Darüber hinaus gilt für freihändige Vergaben nach § 10 Abs.1 VOB/A eine Einspruchs- und auch Angebotsfrist von zehn Kalendertagen. Die Anwendung des Paragrafen für freihändige Vergaben gilt insofern, da dort keine Unterscheidung nach bestimmten Vergabearten vorgenommen wird.

Vertragsart

Einspruchsfrist

Rechtsvorschrift

Ausnahme

öffentliche Ausschreibungen

zehn Kalendertage

§ 160 Abs.3 GWB

- Verstöße, die erst in den Vergabeunterlagen feststellbar sind: bis Ende der Angebotsfrist
- Verstöße, die erst bei Bekanntmachung der Bezuschlagungsbeabsichtigung erkennbar sind: auch nach Ablauf der Angebotsfrist

offene Verfahren

35 Kalendertage

§ 10a Abs.1 VOB/A

- kann auf 15 Kalendertage verkürzt werden nach § 10a Abs.2 VOB/A
- kann um fünf Kalendertage gekürzt werden nach § 10a Abs.4 VOB/A

freihändige Vergaben

zehn Kalendertage

§ 10 Abs.1 VOB/A

Welche Bedeutung hat die Einspruchsfrist im Vergaberecht?
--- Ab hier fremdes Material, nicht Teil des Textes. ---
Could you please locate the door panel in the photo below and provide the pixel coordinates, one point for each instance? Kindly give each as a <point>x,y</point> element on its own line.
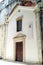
<point>19,51</point>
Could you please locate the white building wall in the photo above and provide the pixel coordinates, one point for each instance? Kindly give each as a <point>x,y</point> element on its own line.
<point>31,49</point>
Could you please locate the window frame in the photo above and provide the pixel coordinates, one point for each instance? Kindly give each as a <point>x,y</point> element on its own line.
<point>17,19</point>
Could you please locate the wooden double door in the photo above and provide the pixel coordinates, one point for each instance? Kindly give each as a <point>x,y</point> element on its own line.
<point>19,51</point>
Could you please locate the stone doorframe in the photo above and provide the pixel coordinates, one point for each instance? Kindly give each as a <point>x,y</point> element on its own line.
<point>19,38</point>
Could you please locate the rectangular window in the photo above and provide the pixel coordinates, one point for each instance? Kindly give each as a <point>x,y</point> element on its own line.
<point>19,25</point>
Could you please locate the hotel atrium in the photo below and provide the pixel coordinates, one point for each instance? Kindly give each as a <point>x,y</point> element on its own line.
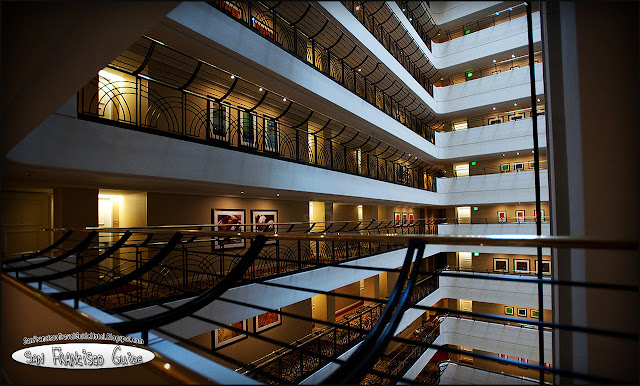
<point>308,192</point>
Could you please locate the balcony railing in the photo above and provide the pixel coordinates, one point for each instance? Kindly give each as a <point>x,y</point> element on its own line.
<point>141,102</point>
<point>495,118</point>
<point>491,20</point>
<point>329,50</point>
<point>507,167</point>
<point>498,67</point>
<point>366,14</point>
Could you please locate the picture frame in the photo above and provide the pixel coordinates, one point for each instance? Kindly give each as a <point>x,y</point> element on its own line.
<point>263,221</point>
<point>546,267</point>
<point>267,321</point>
<point>224,220</point>
<point>224,336</point>
<point>521,265</point>
<point>500,265</point>
<point>218,122</point>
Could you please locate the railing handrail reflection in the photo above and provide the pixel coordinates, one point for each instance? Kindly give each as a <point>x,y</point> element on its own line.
<point>591,242</point>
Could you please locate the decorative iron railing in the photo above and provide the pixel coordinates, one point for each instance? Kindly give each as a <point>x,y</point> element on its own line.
<point>381,333</point>
<point>407,53</point>
<point>139,102</point>
<point>329,50</point>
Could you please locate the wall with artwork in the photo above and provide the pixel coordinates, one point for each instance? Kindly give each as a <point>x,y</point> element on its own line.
<point>168,208</point>
<point>248,349</point>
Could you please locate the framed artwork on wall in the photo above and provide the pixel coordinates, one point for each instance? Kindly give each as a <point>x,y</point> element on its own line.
<point>267,320</point>
<point>223,336</point>
<point>546,267</point>
<point>500,265</point>
<point>228,220</point>
<point>264,221</point>
<point>521,265</point>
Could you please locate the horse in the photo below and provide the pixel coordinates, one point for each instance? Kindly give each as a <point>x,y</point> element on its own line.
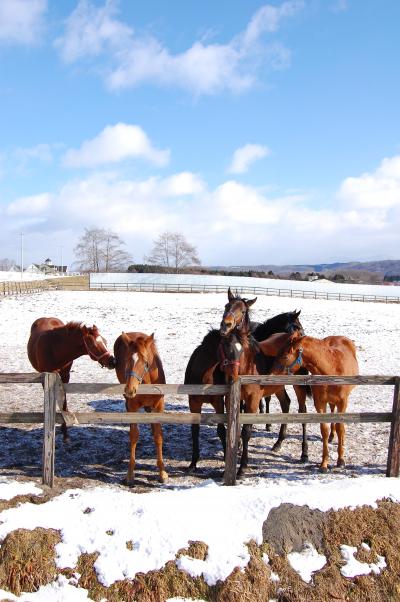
<point>334,355</point>
<point>236,318</point>
<point>236,314</point>
<point>203,367</point>
<point>53,346</point>
<point>244,355</point>
<point>138,361</point>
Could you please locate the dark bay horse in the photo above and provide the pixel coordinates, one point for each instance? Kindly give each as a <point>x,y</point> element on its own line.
<point>236,319</point>
<point>53,346</point>
<point>335,355</point>
<point>203,368</point>
<point>242,354</point>
<point>138,361</point>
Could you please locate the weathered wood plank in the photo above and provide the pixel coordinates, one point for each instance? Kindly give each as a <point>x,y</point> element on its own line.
<point>393,463</point>
<point>18,377</point>
<point>347,418</point>
<point>232,435</point>
<point>309,379</point>
<point>188,418</point>
<point>49,427</point>
<point>171,389</point>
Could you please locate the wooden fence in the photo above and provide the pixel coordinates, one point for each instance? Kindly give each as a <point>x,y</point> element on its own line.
<point>240,290</point>
<point>19,287</point>
<point>54,391</point>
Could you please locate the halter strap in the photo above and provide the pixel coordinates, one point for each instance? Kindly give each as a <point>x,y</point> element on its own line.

Durch die Einspruchsfrist wird es Bieter:innen ermöglicht, gegen Verstöße an den Vergaberichtlinien vorzugehen. Sehr kurze Antworten auf Bieterfragen oder auch Hinweise auf Vorakquisen in der Leistungsbeschreibung können darauf hindeuten, dass kein rechtmäßiger Wettbewerb vorliegt. Jedoch sollten sich die Personen vorher genau überlegen, wie sinnvoll ein Einspruch in dem jeweiligen Fall ist. Wenn man sich beispielsweise sicher ist, bei einer Vergabestelle zukünftig keinen Auftrag zu erhalten, kann es nützlich sein, Rügen einzureichen und Rechtmäßigkeit sicherzustellen. Oftmals werden die Anträge auch nur dann an die Vorgesetzten weitergeleitet, wodurch ein Erfolg wahrscheinlicher wird. Außerdem haben die Antragsteller:innen unter diesen Umständen oft weniger zu verlieren. Sollten Sie jedoch eine positive Geschäftsbeziehung zu einer Vergabestelle haben, ist es sinnvoll, sich zu fragen, ob ein Einspruch einem tatsächlich einen Vorteil verschaffen wird.